Engage was designed to solve those problems.

By combining Twilio's communication products with Segment's ability to pull information in real time from webpages and applications, Engage aims to let companies build hyper-personal marketing campaigns based on both demographic and behavioral information, according to Reinhardt.

"Effectively, there is a highly-optimized data warehouse under the covers that we have spent three years tuning and scaling," he told Protocol.

All about the data

In Reinhardt's view, the product helps level the playing field with tech giants like Amazon, Facebook and Google that use internal tools which noticeably outperform those available in the marketplace.

Amazon, for example, can very clearly target advertisements based on past shopping behavior instead of simple information like the gender of the customer or where he, she or they are located. But most companies don't have Amazon's expertise.

"What actually enables personalization — and what Amazon, Facebook and Google have figured out — is it's actually about the data. And it's about getting the data structured in the right way," he said.

And marketing is likely only the first place where Twilio plans to infuse Segment into its product suite.

Twilio doesn't break out sales for Twilio Flex, the company's contact-center software, but in July Lawson touted it as "one of the fastest-growing SaaS products on the market." Overall, Twilio's revenue grew 67% last quarter to roughly $669 million.
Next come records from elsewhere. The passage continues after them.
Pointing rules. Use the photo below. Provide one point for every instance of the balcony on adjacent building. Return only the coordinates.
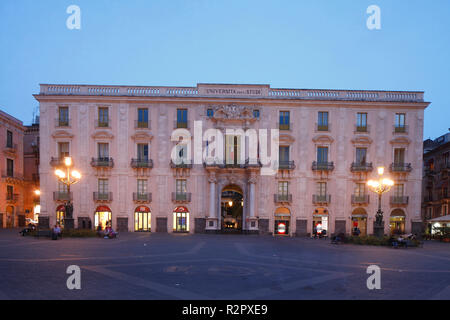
(286, 165)
(102, 123)
(361, 167)
(142, 197)
(62, 196)
(400, 167)
(282, 198)
(399, 200)
(362, 129)
(182, 164)
(324, 127)
(400, 129)
(62, 123)
(321, 199)
(12, 198)
(102, 162)
(360, 199)
(322, 166)
(102, 196)
(142, 124)
(181, 196)
(142, 163)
But contact-center software is a sector where many other providers, including AWS, Genesys, Five9, Salesforce and others, also see an opportunity. Linking Segment to Flex could give customer service agents the ability to provide more tailored assistance by surfacing specific information about the person on the other end of the phone. That effort requires a substantial engineering investment, but it could be hard for other vendors to match without the assistance of a native CDP platform that Segment offers.
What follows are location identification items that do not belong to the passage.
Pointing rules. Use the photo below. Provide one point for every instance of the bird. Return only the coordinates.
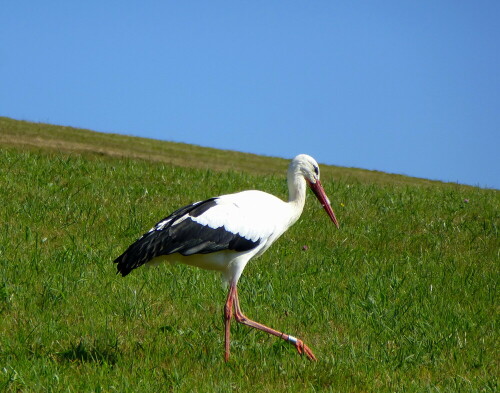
(224, 233)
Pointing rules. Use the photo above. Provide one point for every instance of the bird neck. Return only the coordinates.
(296, 194)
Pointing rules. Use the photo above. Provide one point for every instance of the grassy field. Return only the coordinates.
(403, 298)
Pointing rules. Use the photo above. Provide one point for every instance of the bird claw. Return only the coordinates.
(304, 349)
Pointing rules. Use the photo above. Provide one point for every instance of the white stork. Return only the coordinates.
(225, 232)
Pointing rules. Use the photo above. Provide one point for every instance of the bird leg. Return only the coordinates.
(241, 318)
(228, 313)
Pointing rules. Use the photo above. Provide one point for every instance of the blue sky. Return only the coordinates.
(397, 86)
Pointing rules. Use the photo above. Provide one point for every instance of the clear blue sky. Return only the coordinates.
(409, 87)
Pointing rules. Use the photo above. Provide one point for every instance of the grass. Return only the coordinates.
(403, 298)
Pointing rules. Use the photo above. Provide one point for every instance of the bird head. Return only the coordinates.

"That's where Genesys has a challenge: Where does that data live, where does it integrate without that system of record," said Valoir principal Rebecca Wettemann.

Reinhardt declined to say whether such a product was in the works, instead hinting that "we'll have more to talk about there in the future."

"If you look at the overall trajectory of Twilio, it started with communications and now we added the data to make those communications smarter … and now there's the applications starting to come across the top," he said. "There's a lot more work for us to do in bringing Twilio Segment's data to bear in each of those."

It's clear there's a massive runway ahead for Twilio in terms of selling Segment to its existing customer base — and vice versa. But the release of Twilio Engage is just one part of the burgeoning powerhouse company that Lawson is building.

Alongside Segment, Twilio bought toll-free message provider ZipWhip in May for $850 million and ValueFirst in March for an disclosed sum. Back in 2018, it also spent $3 billion to acquire mass email communications provider SendGrid.

Investors and industry analysts appear bullish on Twilio's future. Its stock has soared 253% since January 2020. But a key question remains: Can the company successfully combine its recent purchasing spree into a coherent product suite? And outside of putting the pieces of the puzzle together, meeting that challenge will also require Twilio to sell to many different audiences.

"The opportunity is massive," said Zukin. "The key is: Can they execute in different worlds? In the world of the developer, in the world of the enterprise buyer, the world of the customer, the world of the contact center, there's a lot of different personas that they are trying to manage and scale."

Twilio Engage is a taste of that future. But more will be needed to satisfy both customer needs and Wall Street. And if Twilio pulls off the integration challenge ahead, it could make the company a dominant force in the world of enterprise software.